BBC: Sans le Kosovo à Interpol, la sécurité balkanique ne sera pas stable

La question de l'adhésion du Kosovo à Interpol est à nouveau mise à jour à la veille de l'Assemblée générale, en novembre, alors que sa composition finale est soit “risque sans précédent”, soit “contribue à la lutte contre la criminalité internationale, selon que Belgrade ou Pristina sont demandé, rapporte la BBC en serbe.
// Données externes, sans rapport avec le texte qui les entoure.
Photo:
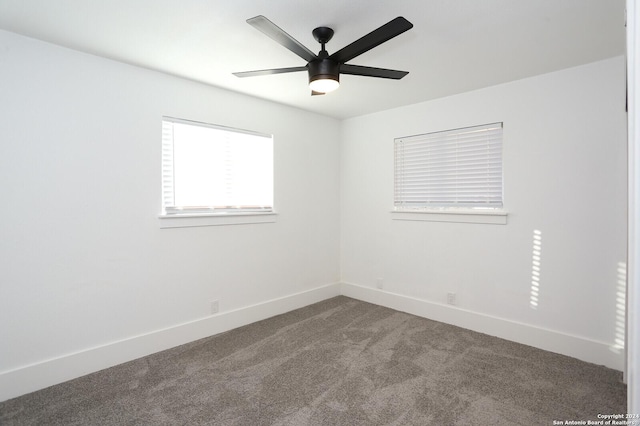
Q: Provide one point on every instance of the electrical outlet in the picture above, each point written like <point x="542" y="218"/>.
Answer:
<point x="451" y="299"/>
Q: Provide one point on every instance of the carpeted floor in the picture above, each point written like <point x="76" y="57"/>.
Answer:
<point x="338" y="362"/>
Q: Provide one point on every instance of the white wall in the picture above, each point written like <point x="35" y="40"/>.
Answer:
<point x="89" y="279"/>
<point x="564" y="175"/>
<point x="84" y="262"/>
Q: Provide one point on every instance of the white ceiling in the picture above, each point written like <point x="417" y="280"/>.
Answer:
<point x="455" y="45"/>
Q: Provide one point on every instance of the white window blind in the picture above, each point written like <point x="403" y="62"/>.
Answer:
<point x="214" y="169"/>
<point x="455" y="168"/>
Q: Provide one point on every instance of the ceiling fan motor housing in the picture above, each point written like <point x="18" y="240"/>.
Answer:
<point x="322" y="69"/>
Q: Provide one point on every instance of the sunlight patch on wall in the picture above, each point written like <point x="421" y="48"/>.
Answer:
<point x="534" y="298"/>
<point x="621" y="306"/>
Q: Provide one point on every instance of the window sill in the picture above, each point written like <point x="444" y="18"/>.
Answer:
<point x="492" y="217"/>
<point x="214" y="219"/>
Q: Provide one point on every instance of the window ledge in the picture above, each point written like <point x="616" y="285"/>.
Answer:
<point x="493" y="217"/>
<point x="215" y="219"/>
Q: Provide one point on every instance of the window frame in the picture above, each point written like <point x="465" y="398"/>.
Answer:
<point x="187" y="216"/>
<point x="480" y="213"/>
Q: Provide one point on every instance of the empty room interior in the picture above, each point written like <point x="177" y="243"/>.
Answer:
<point x="109" y="266"/>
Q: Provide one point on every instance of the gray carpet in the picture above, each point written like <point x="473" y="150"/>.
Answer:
<point x="338" y="362"/>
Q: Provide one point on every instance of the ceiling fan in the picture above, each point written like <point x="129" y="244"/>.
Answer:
<point x="324" y="69"/>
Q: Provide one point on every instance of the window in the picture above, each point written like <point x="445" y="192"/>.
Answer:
<point x="452" y="170"/>
<point x="208" y="169"/>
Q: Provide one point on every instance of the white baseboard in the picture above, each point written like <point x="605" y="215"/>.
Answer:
<point x="40" y="375"/>
<point x="553" y="341"/>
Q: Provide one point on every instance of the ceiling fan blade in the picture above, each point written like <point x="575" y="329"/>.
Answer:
<point x="268" y="72"/>
<point x="372" y="72"/>
<point x="375" y="38"/>
<point x="276" y="33"/>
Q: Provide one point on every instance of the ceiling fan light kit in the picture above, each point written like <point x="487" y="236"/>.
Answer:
<point x="324" y="69"/>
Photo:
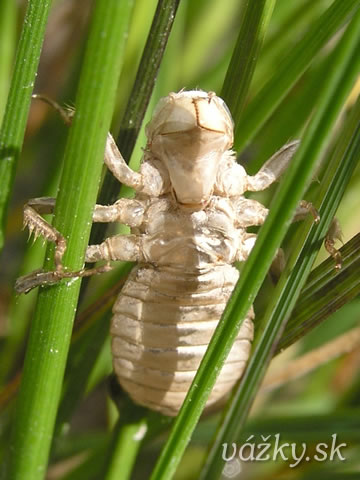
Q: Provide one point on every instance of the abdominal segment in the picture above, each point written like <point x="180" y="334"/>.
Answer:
<point x="162" y="324"/>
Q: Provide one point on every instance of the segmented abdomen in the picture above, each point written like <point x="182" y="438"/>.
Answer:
<point x="163" y="321"/>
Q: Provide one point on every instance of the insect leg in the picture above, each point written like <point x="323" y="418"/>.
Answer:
<point x="125" y="210"/>
<point x="119" y="247"/>
<point x="334" y="233"/>
<point x="35" y="223"/>
<point x="273" y="168"/>
<point x="118" y="167"/>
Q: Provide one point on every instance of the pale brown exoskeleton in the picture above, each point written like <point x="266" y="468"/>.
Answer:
<point x="189" y="223"/>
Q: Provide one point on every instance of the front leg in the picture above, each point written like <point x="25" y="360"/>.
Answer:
<point x="273" y="168"/>
<point x="152" y="179"/>
<point x="127" y="211"/>
<point x="120" y="247"/>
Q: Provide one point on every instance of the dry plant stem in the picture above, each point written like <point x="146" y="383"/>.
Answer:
<point x="303" y="365"/>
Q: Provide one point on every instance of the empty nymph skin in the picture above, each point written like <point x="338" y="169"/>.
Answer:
<point x="189" y="221"/>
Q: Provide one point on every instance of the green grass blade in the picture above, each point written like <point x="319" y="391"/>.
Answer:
<point x="248" y="45"/>
<point x="141" y="92"/>
<point x="345" y="67"/>
<point x="8" y="12"/>
<point x="269" y="239"/>
<point x="265" y="102"/>
<point x="51" y="328"/>
<point x="127" y="438"/>
<point x="17" y="108"/>
<point x="326" y="291"/>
Le ministre des Affaires étrangères du Kosovo, [...]
La question de l'adhésion du Kosovo à Interpol est à nouveau mise à jour à la veille de l'Assemblée générale, en novembre, alors que sa composition finale est soit “risque sans précédent”, soit “contribue à la lutte contre la criminalité internationale, selon que Belgrade ou Pristina sont demandé, rapporte la BBC en serbe.
Le ministre des Affaires étrangères du Kosovo, Behgjet Pacolli, a déclaré à la BBC que la principale raison de l'entrée du Kosovo à Interpol était la lutte contre le terrorisme et la criminalité organisée, la coopération internationale, la pleine responsabilité de la coopération et de la configuration de la sécurité dans les Balkans, qui, selon lui, ne serait pas complète, alors que la région ne serait pas stable.
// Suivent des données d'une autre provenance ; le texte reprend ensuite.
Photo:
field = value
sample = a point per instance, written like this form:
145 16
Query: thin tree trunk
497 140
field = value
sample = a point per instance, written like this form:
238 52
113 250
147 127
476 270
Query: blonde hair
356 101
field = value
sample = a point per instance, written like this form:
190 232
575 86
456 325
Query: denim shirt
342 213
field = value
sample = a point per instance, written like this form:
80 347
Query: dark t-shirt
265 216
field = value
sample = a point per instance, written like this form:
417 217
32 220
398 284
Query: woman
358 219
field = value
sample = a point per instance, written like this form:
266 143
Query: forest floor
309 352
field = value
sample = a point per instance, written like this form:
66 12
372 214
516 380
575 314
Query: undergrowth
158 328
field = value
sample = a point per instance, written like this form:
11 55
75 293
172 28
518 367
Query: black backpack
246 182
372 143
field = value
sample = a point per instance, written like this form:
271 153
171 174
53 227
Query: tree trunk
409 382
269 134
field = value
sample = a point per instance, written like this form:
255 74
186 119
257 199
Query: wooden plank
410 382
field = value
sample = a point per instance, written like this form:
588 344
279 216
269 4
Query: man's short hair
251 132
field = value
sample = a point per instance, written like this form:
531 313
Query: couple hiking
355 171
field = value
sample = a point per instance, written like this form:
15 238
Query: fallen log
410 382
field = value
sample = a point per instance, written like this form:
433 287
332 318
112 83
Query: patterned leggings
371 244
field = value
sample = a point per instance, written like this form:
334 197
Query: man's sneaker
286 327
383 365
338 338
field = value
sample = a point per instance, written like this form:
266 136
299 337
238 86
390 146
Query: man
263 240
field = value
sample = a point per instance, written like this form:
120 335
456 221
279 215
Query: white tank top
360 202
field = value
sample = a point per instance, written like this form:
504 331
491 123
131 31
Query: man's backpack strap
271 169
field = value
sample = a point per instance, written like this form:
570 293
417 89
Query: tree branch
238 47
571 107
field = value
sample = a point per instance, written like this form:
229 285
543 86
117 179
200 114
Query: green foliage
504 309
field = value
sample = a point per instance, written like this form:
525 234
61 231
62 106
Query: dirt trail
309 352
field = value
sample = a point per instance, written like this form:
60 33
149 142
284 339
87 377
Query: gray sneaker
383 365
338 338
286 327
Jusqu'à présent, trois demandes d'adhésion ont été déposées en 2010, 2015 et 2017. Les exigences n'ont jamais atteint la phase de présélection, tandis que les années de demande ont été retirées en raison de l'absence d'appui suffisant pour l'adhésion.
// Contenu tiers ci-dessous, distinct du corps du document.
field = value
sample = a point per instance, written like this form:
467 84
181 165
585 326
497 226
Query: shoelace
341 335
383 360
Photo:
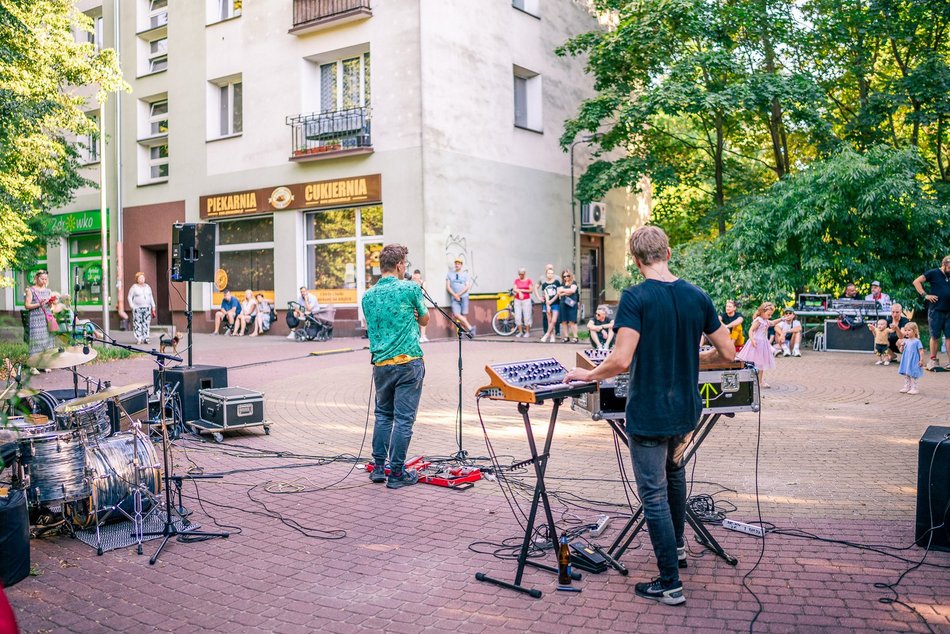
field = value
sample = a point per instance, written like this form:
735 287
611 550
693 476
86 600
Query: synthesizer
532 381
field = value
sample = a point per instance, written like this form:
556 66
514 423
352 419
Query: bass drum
109 461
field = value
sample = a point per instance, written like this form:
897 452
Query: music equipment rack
528 383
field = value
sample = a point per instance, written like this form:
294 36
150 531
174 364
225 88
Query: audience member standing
523 287
142 304
938 315
458 284
568 294
552 306
758 350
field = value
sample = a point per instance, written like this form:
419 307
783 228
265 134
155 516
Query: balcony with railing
323 135
313 15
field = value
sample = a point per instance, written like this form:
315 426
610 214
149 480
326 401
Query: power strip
602 522
741 527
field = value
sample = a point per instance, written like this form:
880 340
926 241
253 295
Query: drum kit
76 470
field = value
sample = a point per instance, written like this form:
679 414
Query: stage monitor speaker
933 488
190 380
193 246
856 339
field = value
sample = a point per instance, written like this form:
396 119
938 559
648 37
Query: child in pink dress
757 349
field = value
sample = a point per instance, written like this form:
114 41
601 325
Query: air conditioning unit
594 214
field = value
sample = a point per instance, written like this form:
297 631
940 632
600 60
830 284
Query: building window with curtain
246 253
343 247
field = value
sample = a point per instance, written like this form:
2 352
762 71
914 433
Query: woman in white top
143 308
249 313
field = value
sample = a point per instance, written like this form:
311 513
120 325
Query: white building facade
313 132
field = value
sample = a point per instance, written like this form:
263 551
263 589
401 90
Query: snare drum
54 467
113 477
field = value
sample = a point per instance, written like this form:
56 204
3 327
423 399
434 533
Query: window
527 103
227 102
345 84
157 13
228 8
89 148
340 244
158 55
158 118
528 6
246 252
158 162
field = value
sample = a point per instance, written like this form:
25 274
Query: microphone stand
460 331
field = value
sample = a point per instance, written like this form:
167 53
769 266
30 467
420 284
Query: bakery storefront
342 227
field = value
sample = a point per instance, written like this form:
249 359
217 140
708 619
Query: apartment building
313 132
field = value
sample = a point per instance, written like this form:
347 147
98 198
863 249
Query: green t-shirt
390 309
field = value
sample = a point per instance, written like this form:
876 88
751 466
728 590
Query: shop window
246 253
85 264
343 248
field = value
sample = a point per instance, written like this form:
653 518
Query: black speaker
933 488
189 381
193 246
856 339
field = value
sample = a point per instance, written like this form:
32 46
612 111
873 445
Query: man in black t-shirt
938 317
659 324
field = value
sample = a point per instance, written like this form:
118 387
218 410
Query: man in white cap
883 299
458 284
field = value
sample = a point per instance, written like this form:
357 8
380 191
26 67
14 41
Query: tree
850 218
42 113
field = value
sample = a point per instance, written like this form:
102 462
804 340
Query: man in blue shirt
230 309
659 324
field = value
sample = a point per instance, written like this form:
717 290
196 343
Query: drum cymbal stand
170 530
136 492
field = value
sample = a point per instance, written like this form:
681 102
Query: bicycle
503 322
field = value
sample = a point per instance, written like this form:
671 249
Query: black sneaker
672 595
406 478
378 474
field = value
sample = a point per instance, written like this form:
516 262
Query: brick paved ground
837 458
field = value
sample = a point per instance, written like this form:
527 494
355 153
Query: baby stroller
308 327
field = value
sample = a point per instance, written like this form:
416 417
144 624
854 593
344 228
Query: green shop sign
79 221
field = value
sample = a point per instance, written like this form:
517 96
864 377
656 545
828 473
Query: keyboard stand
540 461
636 523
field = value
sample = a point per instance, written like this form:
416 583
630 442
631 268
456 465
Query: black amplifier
231 407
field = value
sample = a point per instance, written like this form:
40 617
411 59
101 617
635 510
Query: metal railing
306 11
321 132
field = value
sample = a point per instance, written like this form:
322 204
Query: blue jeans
398 388
661 480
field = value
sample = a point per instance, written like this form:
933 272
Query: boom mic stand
460 332
169 530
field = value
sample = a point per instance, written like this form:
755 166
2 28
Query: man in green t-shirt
394 310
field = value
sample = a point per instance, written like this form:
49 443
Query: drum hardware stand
540 462
460 332
138 488
636 523
169 530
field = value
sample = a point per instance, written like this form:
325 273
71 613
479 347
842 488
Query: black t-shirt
671 317
727 320
939 286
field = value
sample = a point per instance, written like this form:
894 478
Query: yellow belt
397 360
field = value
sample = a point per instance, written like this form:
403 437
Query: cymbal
104 395
57 358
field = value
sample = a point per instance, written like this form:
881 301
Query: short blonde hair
649 244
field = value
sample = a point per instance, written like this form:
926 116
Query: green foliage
853 217
42 112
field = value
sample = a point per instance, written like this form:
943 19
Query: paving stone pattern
836 449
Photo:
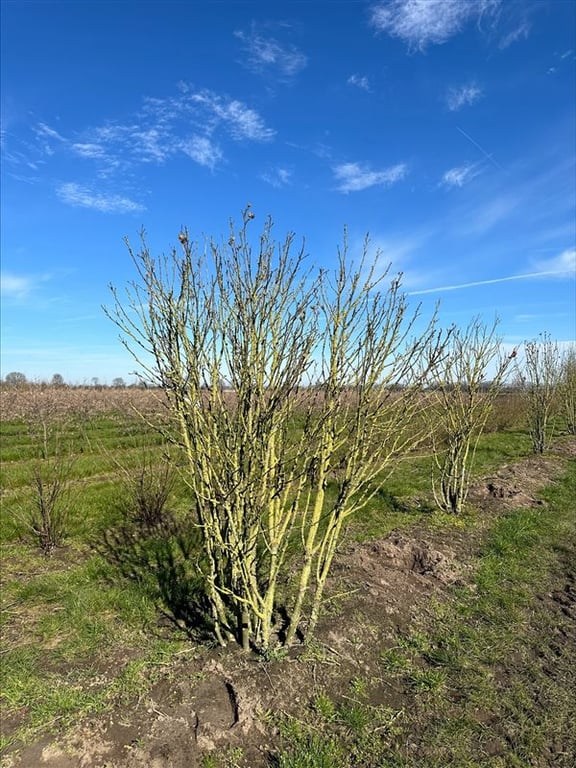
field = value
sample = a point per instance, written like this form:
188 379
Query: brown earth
222 699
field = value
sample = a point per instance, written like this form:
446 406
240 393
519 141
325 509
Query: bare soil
220 699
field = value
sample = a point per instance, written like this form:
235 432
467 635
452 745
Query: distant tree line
19 379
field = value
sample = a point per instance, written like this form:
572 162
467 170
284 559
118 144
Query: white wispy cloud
520 32
360 81
420 23
463 96
83 197
15 286
20 287
89 150
460 175
202 150
41 129
354 177
155 134
277 177
562 264
266 53
241 121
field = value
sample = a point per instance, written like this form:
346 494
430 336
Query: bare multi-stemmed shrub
464 387
290 392
147 489
567 389
539 376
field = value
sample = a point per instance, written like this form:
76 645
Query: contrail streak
486 282
486 155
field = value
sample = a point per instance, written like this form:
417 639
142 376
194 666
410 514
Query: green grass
68 617
476 676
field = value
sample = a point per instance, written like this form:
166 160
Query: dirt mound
219 699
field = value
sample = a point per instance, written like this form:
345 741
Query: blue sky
444 128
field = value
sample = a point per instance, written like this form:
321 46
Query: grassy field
94 626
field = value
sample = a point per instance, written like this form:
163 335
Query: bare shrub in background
147 489
47 518
567 389
464 387
539 378
290 392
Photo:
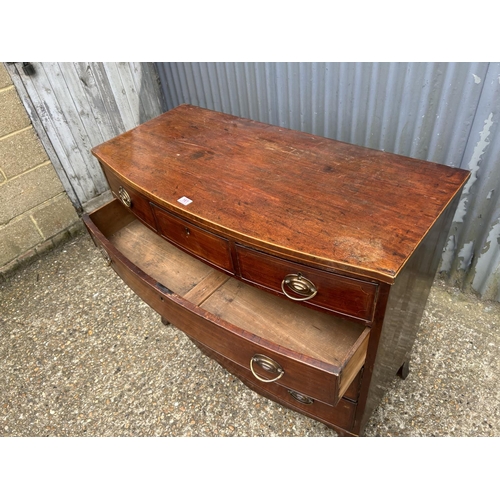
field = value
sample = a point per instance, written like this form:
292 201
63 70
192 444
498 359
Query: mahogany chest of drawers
299 263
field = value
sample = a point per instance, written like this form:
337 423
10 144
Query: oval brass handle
305 400
106 256
124 197
300 285
267 364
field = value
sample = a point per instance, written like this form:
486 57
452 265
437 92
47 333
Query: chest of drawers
301 264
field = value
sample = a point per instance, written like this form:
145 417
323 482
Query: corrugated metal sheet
442 112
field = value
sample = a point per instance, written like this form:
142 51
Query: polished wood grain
339 417
191 238
140 206
295 195
346 296
234 319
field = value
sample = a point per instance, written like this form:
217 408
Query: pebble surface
82 355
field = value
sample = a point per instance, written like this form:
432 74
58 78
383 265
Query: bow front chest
299 263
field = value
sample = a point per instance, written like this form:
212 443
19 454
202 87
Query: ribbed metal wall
442 112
Belgrade rejette l'adhésion éventuelle du Kosovo à cette organisation internationale : l'adhésion du Kosovo à Interpol serait contraire au droit international, avec la résolution 1244 et aurait des conséquences négatives sur le dialogue entre Belgrade et Pristina.
Interpol, rappelant Belgrade, a approuvé l'année dernière une résolution en vertu de laquelle les pays candidats à l'adhésion devraient être membres de l'ONU ou avoir le statut d'observateur.
Il souligne également que les institutions de Pristina ne sont pas en mesure de maintenir la sécurité au Kosovo et que l'entrée du Kosovo à Interpol servirait à revansciser les membres de la police et de l'armée serbes qui ont participé à la guerre de 1999.
Jusqu'à présent, dans les mandats d'arrêt d'Interpol pour crimes de guerre, le chef de l'Agence de sécurité militaire, Momir Stojanovic, a parlé de l'arrestation d'Interpol sur la base des ordres des tribunaux serbes dans tous sont des Albanais du Kosovo, soupçonnés de crimes de guerre.
Parmi eux, le président Hashim Thaci et le premier ministre Ramush Haradinaj, mais les mandats contre eux sont actuellement invisibles “”.
Cette année, il semble que le Kosovo bénéficie d'un soutien suffisant, du moins pour l'introduction de cette question dans l'ordre du jour du vote.
Marko Kmeziq, juriste et chercheur au Centre for Southeast Europe Studies de Graca, estime que la question est importante “pour la coopération policière internationale”.
Compte tenu du fait que des taux élevés de criminalité ont été observés dans les deux États et en particulier de son caractère transfrontalier, alors que les criminels ne connaissent pas les frontières, la police se limite à la juridiction des États et toute forme d'interconnexion, y compris par Interpol, est utile pour tous les citoyens de la région”, a déclaré Kmezziq à la BBC.
Kmezic souligne également que si la Serbie adopte une position objective sur cette question, cela pourrait avoir un impact négatif sur la poursuite du dialogue entre Belgrade et Pristina et la suppression des intégrations européennes, a déclaré la BBC en langue serbe.